Orientable quadratic equations in wreath products
Alexander Ushakov, Chloe Weiers
TL;DR
The paper addresses the solvability of orientable quadratic equations over wreath products $A\wr B$ of finitely generated abelian groups. It reduces the Diophantine problem to a central combinatorial object, the quotient-sum problem ${\mathsf{QSP}}$, and analyzes its complexity across finite/infinite $B$, genus $g$, and the rank of $B$. The main findings establish ${\mathbf{NP}}$-membership for the general uniform setting, with ${\mathbf{NP}}$-hardness when $|B|=\infty$, and polynomial-time decidability in several parameter regimes (notably large genus relative to rank$(B)$ and bounded $m$); the rank of $A$ largely does not affect hardness, though allowing $A$ to be part of the input can induce hardness even for small $B$. The results map a detailed boundary between tractable and intractable cases and connect algebraic structure with computational complexity through notions like clusters and quotient reduction.
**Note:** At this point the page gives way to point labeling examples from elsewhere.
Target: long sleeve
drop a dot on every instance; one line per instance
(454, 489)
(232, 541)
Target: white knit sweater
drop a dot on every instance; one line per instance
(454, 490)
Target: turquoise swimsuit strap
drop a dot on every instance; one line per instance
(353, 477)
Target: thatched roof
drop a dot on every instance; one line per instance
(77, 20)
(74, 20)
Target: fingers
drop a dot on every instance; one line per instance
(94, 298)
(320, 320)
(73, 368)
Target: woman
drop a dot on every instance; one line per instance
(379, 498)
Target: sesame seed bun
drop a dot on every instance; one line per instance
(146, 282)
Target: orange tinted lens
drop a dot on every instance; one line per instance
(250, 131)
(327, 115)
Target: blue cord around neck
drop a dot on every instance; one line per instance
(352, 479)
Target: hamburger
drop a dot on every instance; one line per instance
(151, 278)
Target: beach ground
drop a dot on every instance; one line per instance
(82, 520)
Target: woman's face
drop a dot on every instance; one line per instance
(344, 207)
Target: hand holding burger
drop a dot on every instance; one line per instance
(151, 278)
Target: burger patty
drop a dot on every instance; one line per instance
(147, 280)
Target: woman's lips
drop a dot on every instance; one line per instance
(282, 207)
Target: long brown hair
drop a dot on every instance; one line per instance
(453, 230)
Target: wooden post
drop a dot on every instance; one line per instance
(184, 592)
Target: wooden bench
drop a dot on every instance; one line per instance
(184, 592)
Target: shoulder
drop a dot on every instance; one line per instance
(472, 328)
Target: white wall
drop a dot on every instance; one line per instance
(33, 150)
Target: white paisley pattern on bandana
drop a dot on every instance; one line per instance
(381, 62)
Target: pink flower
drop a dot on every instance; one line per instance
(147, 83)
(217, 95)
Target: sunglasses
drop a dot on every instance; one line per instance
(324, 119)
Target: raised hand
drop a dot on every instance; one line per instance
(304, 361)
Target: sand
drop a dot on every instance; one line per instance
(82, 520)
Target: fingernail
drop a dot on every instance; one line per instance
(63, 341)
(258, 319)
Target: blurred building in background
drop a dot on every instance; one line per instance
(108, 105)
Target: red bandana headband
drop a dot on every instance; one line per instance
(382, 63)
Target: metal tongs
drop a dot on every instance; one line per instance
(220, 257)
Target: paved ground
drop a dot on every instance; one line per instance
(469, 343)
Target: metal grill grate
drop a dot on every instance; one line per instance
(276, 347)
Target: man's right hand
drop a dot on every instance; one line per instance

This advances understanding of Diophantine problems in wreath products and offers a framework for analyzing orientable equations in broader group classes, with implications for algorithmic group theory and related lattice-based techniques.
Abstract
In this paper we study the complexity of solving orientable quadratic equations in wreath products $A\wr B$ of finitely generated abelian groups. We give a classification of cases (depending on genus and other characteristics of a given equation) when the problem is computationally hard or feasible.